Psychoanalysis

The broken house

Jayne Hankinson is a member of the British Psychoanalytic Association and the International Psychoanalytical Association, and has been working in the field of psychoanalysis for almost ten years. Prior to her training, she was a psychodynamic counsellor, and has been engaged in either training or post-qualification counselling and psychoanalysis for about twenty years. During this time she has worked in a variety of counselling agencies, and has also spent two years at an NHS psychotherapy and psychiatric unit. Presently, she has a private psychoanalytic practice, and works as a supervisor, near High Wycombe in Buckinghamshire.

Here she takes us back to a childhood memory that plays a pivotal part in her stunning debut, First Thoughts: A Psychoanalytic Perspective on Beginnings.

I am eight years old and I’m with a friend and her father travelling out of the estate we live in. We are with him whilst he goes to a site situated along a country lane a couple of miles away. I can’t remember why he needs to go there, or why he has an association with this site, but I do remember I feel excited. We are sat in the back of his old car and, as we pull up, I look out of the window and see a large (to me at that age) area of derelict and collapsed buildings. My friend’s father says we have half an hour and we jump out of the car and go exploring.

There are stone walls outlining the footprint of what once was a cottage and outbuildings, perhaps a smallholding, but now a roofless space housing only nettles, saplings and brambles. It is a warm, breezy summer’s day and our shorts and T-shirts offer us little protection from the vegetation and walls as we scramble about. A thought occurs to me: I realise that someone once lived here. I stand still as I try to imagine the buildings as they once were. I look around and I’m overcome with a sense of what once was and the past lives that the buildings once held. The world seems to stop and I’m alone in my mind with a profound sadness. I can hear, in the distance, my friend’s voice – I feel lost and a heaviness seems to root me to the spot within a room within a roofless fossil of a cottage. I hear my friend again, nearer this time, and I realise I need to move. I look around and have an overwhelming sense of love for this place, an urge to come back when I’m older to build a house for myself here, and I vow to do so. My friend appears and asks why I’m not moving. I look at her and feel shame about my thoughts. ‘No reason,’ I say, and we hear her father calling us. We make our way back to the car and he asks what we have been doing – my friend says it was just a bunch of boring old stones, and I nod agreement.

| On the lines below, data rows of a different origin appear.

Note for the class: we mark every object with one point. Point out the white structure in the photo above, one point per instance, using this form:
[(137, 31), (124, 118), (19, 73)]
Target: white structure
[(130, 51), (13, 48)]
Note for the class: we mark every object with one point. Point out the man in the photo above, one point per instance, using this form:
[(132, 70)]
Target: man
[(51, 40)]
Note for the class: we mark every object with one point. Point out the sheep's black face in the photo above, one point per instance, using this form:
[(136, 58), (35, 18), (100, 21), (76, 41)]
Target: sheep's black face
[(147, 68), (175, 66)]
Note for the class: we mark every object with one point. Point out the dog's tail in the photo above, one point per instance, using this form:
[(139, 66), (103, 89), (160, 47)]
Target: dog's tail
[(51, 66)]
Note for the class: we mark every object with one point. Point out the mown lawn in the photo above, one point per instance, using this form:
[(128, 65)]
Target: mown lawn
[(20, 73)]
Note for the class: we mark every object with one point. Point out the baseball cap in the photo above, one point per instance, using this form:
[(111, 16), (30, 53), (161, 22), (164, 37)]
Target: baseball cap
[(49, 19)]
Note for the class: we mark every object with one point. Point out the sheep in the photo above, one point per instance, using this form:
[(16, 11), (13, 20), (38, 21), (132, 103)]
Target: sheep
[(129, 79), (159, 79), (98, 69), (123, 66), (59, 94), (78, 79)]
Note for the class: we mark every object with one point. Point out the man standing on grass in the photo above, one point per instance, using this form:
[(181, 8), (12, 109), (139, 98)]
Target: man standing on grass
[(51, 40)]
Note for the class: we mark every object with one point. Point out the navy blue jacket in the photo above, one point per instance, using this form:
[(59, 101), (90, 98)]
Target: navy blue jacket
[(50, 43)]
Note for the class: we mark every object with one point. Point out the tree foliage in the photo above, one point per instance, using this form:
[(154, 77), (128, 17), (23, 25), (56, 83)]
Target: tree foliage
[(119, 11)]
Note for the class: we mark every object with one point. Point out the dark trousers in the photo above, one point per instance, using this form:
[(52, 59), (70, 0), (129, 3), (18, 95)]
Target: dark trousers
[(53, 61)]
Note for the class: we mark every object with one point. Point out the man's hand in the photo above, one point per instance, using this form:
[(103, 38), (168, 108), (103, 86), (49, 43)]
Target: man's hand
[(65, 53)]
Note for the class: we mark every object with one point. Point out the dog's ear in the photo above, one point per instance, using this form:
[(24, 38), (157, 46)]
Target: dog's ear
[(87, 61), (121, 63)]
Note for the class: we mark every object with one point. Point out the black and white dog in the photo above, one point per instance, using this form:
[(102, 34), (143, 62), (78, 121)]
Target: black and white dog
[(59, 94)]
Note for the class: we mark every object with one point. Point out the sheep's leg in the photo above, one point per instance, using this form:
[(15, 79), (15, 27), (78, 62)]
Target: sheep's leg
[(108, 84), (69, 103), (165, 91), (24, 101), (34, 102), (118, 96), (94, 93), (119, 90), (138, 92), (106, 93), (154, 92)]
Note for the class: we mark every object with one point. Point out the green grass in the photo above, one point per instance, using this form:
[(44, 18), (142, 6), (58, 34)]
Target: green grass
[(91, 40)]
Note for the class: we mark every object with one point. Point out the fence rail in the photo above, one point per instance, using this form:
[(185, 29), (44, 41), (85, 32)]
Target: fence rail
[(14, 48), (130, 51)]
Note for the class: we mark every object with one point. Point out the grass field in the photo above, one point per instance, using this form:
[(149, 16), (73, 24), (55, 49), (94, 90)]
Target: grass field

Throughout my book, I reference this scene in my childhood as saying something fundamental and important for me. Even though it was just a momentary interlude in a largely forgotten early childhood, it has perplexed me as to why I remember it so vividly. My book represents a returning to this scene, and my realisation of the need for me to find meaning or, essentially, to build a ‘house’ of my own.

Many others have felt a similar need to return to something in order to rebuild anew, notably T. S. Eliot in ‘Little Gidding’, an excerpt of which ends my book (the often quoted, ‘We shall not cease from exploration / And the end of all our exploring / Will be to arrive where we started / And know the place for the first time…’ ). This is rightfully considered to be not only a beautiful poem, but also a profoundly insightful statement of life. This process of unceasing exploration which might (or might not) end with the realisation of knowing something about the beginning for the first time is essentially the impetus and need that has driven the writing of this book.

The unceasing journey of exploration had, on many fronts (familial, professional, emotional, epistemological, belonging, curiosity …) set me on a path of searching for something that always felt available but just outside of my ability to actually grasp. If only I could find another book or psychoanalytic theory, I would find the answer to something I didn’t really even have the question for. To bring this exploration to an end implies the giving up of something, which inevitably triggers a deep despondency and sense of futility when it becomes apparent that the searching has not doused the urge to find ‘something’. Conversely, it also allows the potential to discover something else in the stillness: the co-ownership and awareness of something fundamental.

Anyone who ceases to explore and is able to stand still can discover and build their own beginnings. In those ruinous buildings at the age of eight, in standing still, I realised how broken my ‘house’ was, how deeply sad I felt, and how I needed to build anew. But in feeling deep shame about this, I returned to my active exploration, effectively trying to find someone else’s house to live in. Through this book, I have now been able to build my own house and while I may not have unearthed definitive answers, nonetheless, it represents a process of discovery for me that we all have a deep need to engage in. I hope that any reader will similarly stand still, wonder about their own ‘house’ and beginnings, and be able to use their minds and inner resonance to construct a meaning relevant to them.